Einen ganzheitlichen Ansatz stellte auch DMG vor. Materialien, Drucker, Software – mit DentaMile connect bietet das Unternehmen eine cloudbasierte Lösung, die den digitalen Workflow revolutionieren soll.

Das Beste im dentalen 3D-Druck liegt noch vor uns. Der dentale 3D-Druckmarkt wächst und soll laut SmarTech Publishing [4] bis zum Jahr 2027 ein Marktvolumen von 9,5 Milliarden US-Dollar betragen. Zum Vergleich: 2018 = 2,5 Mrd. $. 2017 = 1,8 Mrd. [Opportunities For Additive Manufacturing In Dental 2018–2023, SmarTech Publishing, 3dpbm, 2018].

Fazit – Digitaler denn je

Es scheint, die Welt drehe sich schneller, als man denken kann. Die IDS 2019 überwältigte im Bereich der digitalen Technologien. Die Prozesse verschmelzen immer mehr miteinander. In diesem Nachbericht ist nur ein Bruchteil dessen abgebildet, was den Besuchern der Messe vorgestellt worden ist.

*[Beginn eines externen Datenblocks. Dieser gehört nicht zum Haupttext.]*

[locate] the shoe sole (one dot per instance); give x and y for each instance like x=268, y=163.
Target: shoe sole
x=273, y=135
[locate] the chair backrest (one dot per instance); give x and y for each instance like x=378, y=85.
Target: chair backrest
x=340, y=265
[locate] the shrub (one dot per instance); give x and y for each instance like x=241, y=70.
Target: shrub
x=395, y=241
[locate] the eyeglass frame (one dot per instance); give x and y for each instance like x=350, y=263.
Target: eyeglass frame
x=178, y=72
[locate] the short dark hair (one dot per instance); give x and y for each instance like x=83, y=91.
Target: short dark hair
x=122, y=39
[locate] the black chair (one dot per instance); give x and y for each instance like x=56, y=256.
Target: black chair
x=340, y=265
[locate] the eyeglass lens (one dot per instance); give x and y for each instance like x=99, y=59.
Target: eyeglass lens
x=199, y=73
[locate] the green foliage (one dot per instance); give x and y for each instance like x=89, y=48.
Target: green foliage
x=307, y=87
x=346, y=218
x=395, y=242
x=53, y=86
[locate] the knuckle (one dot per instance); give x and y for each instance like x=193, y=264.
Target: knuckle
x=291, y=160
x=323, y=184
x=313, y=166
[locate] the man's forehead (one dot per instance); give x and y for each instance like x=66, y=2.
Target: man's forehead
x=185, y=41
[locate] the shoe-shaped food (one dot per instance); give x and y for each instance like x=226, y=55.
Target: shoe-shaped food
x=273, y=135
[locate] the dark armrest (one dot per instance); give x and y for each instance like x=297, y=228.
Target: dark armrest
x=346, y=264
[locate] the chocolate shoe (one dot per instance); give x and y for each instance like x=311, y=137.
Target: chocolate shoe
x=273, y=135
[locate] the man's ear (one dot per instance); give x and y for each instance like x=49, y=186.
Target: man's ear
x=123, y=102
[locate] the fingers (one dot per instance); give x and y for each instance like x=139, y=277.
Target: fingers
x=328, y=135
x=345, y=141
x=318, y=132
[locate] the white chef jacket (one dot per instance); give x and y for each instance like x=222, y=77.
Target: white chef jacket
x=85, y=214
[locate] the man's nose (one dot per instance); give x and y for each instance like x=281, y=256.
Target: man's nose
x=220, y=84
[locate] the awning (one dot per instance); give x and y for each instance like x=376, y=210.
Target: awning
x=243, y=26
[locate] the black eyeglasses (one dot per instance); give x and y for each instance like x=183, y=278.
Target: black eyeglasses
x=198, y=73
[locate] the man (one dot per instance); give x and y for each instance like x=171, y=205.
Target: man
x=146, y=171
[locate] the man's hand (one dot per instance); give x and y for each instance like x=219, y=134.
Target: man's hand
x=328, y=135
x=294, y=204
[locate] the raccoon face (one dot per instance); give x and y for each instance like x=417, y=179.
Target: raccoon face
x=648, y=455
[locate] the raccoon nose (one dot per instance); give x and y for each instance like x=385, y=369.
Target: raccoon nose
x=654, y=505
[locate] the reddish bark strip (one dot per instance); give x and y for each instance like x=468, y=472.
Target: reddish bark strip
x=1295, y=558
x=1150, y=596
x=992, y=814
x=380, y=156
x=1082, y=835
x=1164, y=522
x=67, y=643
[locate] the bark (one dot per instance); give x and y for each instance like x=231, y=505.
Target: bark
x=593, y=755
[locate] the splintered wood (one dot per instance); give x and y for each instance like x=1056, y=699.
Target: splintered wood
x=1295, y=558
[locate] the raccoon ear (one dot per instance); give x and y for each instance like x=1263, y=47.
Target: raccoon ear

Für den Zahntechniker bedeutet die Entwicklung, sich immer wieder mit Technologien und Materialien auseinanderzusetzen und die kritische Bewertung neuer Produkte und Marketingbotschaften nicht zu unterschätzen. „Aus Sicht der zahntechnischen Labore gilt es, angesichts der rasanten technischen Entwicklung kritisch zu prüfen, was vor dem Hintergrund von Wirtschaftlichkeit und Patientennutzen für den Einsatz im Labor sinnvoll ist“, sagt ZTM Dominik Kruchen (Präsident des VDZI). Und wir sind noch lange nicht am Ende. Mit dem zunehmenden Einzug von künstlicher Intelligenz, kognitiven Systemen und lernenden Maschinen wird sich unser aller Arbeitswelt weiter verändern. Letztlich müssen wir verstehen wollen, was da passiert, um dann zu entscheiden, was uns wirklich auch nützt. 

weiterlesen

Hinweise:
  1. AI, KI: Artifizielle Intelligenz (AI) bzw. künstliche Intelligenz (KI) als Teilgebiet der Informatik, welches sich mit der Automatisierung intelligenten Verhaltens und dem maschinellen Lernen befasst.
  2. Kognitive Systeme: technische Systeme, die digitale Information aufnehmen und daraus auf Basis von lernenden Algorithmen Schlussfolgerungen, Entscheidungen und Handlungen ableiten.
  3. Internet der Dinge (IdD) (Internet of Things, IoT) = Sammelbegriff für Technologien einer globalen Infrastruktur der Informationsgesellschaften, die es ermöglichen, physische und virtuelle Gegenstände miteinander zu vernetzen und sie durch Informations-und Kommunikationstechniken zusammenarbeiten zu lassen.
  4. SmarTech Markets Publishing = führender Anbieter von Marktforschung und Branchenanalysen im Bereich der additiven Fertigung.